OnSignal is the app-level bus. For handlers that need access to the typed content value (not just SignalEvent metadata), use forge.On[T] as a module option instead:

forge.NewModule((*Post)(nil),
    forge.At("/posts"),
    forge.Repo(repo),
    forge.On(forge.BeforeCreate, func(ctx forge.Context, p *Post) error {
        p.Author = ctx.User().Name
        return nil
    }),
)

forge.On[T] supports Before and After signals. Before handlers can abort the operation by returning an error.

Handler typeAPIScopeReceives
App-level busapp.OnSignalAll modulesSignalEvent
Module-level typedforge.On[T]One module*T (concrete value)

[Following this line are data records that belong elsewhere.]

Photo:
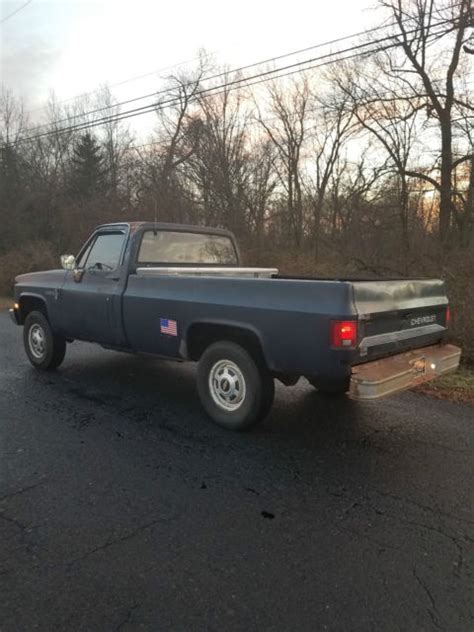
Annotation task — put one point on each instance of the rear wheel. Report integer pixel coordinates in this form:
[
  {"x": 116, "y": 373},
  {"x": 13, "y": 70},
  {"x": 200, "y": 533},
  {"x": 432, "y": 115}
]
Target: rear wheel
[
  {"x": 45, "y": 350},
  {"x": 236, "y": 390}
]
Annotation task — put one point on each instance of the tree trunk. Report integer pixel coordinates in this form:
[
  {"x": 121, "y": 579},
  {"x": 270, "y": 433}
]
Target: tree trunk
[{"x": 445, "y": 201}]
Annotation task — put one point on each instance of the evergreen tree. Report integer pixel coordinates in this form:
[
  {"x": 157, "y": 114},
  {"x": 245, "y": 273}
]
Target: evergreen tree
[{"x": 88, "y": 170}]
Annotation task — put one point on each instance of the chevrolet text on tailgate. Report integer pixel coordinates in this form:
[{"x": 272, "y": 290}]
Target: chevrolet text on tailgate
[{"x": 180, "y": 292}]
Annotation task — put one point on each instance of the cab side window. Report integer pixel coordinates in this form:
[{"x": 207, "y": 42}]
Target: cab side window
[{"x": 104, "y": 253}]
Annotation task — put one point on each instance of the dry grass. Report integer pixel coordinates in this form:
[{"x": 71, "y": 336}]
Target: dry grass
[{"x": 456, "y": 387}]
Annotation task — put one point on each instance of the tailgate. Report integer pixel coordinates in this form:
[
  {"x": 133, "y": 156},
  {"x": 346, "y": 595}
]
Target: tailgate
[{"x": 397, "y": 316}]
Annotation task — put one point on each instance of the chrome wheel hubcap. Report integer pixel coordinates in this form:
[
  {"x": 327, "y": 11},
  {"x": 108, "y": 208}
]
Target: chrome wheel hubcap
[
  {"x": 227, "y": 385},
  {"x": 37, "y": 341}
]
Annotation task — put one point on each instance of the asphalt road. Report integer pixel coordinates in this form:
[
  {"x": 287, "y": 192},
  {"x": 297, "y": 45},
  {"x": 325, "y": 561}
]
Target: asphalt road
[{"x": 123, "y": 508}]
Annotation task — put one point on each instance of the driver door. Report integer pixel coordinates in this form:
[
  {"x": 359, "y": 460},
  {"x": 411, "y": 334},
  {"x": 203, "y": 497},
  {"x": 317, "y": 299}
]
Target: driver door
[{"x": 91, "y": 295}]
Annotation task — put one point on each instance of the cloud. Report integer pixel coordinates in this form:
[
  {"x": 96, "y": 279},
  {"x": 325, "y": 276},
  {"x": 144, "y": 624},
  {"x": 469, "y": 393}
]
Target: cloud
[{"x": 24, "y": 69}]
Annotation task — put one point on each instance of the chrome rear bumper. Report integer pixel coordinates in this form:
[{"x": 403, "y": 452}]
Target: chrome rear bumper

The OutboundDelivery interface

If you are building a delivery engine that needs retry-backed outbound HTTP (for example, a notification service), implement OutboundDelivery:

type OutboundDelivery interface {
    Enqueue(ctx context.Context, job OutboundJob) error
}

This decouples your delivery engine from Forge's webhook internals. The webhook worker pool satisfies this interface, so a custom engine can use the same job queue without reimplementing retry logic.

Practical examples

Audit log:

app.OnSignal(forge.AfterCreate, func(ctx context.Context, ev forge.SignalEvent) error {
    return auditDB.Record(ev.ActorID, "create", ev.Type, ev.Slug, ev.Timestamp)
})

Cache invalidation:

app.OnSignal(forge.AfterPublish, func(ctx context.Context, ev forge.SignalEvent) error {
    return cache.Invalidate(ev.URL)
})

Discord notification:

app.OnSignal(forge.AfterPublish, func(ctx context.Context, ev forge.SignalEvent) error {
    msg := fmt.Sprintf("Published: [%s](%s)", ev.Title, ev.URL)
    return discord.PostMessage(ctx, channelID, msg)
})

SSE broadcast:

app.OnSignal(forge.AfterPublish, func(ctx context.Context, ev forge.SignalEvent) error {
    hub.Broadcast(ev.Slug)
    return nil
})

For outbound webhook delivery to external URLs, see Webhooks. For information on what triggered devlog thinking behind this feature, see the devlog post From webhooks to a signal bus.